4. Nicht-übertragbare Erkrankungen (z.B. Diabetes, Herz-Kreislauf-, chronische Atemwegs- und Krebserkrankungen) sind seit Jahrzehnten im Aufwärtstrend und unter den Haupttodesursachen führend. Die Geschäftspraktiken großer Tabak- und Lebensmittelunternehmen, wie auch der fossilen Industrie (Big Tobacco, Food, Alcohol & Fossils) sind hierfür hauptverantwortlich (https://www.theguardian.com/society/article/2024/jun/12/tobacco-alcohol-ultraprocessed-foods-fossil-fuels-deaths). Politisch müssen diese verstärkt und primär verhältnispräventiv angegangen werden, so ist Deutschland bei der Tabakkontrolle im europäischen Vergleich weiterhin Schlusslicht (https://www.dkfz.de/de/tabakkontrolle/download/Publikationen/sonstVeroeffentlichun gen/2021_Strategie-fuer-ein-tabakfreies-Deutschland-2040_dp.pdf) . Wir können Industrien nicht aus der Verantwortung übernehmen, wenn ihre Geschäftsmodelle mit hohen gesundheitlichen und gesamtgesellschaftlichen Kosten verbunden sind.

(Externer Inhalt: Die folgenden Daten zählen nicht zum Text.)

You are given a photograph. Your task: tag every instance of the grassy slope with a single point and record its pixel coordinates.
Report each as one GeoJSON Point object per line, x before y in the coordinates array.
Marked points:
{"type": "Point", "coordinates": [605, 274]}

5. Desinformation kennen wir aus der COVID-19-Pandemie zu gut. Bei der Gesundheit führt dies z.B. zu niedrigeren Impfquoten, verzögerten Diagnosen, falschen Behandlungsentscheidungen und kann Leben kosten. Darüber hinaus untergräbt Desinformation das Vertrauen in medizinisches Fachpersonal und öffentliche Gesundheitssysteme, was langfristig Bekämpfung von Ausbruchsgeschehen und andere Gesundheitsmaßnahmen erschwert. Aus diesem Grund empfiehlt es sich, auch Desinformation an dieser Stelle hervorzuheben.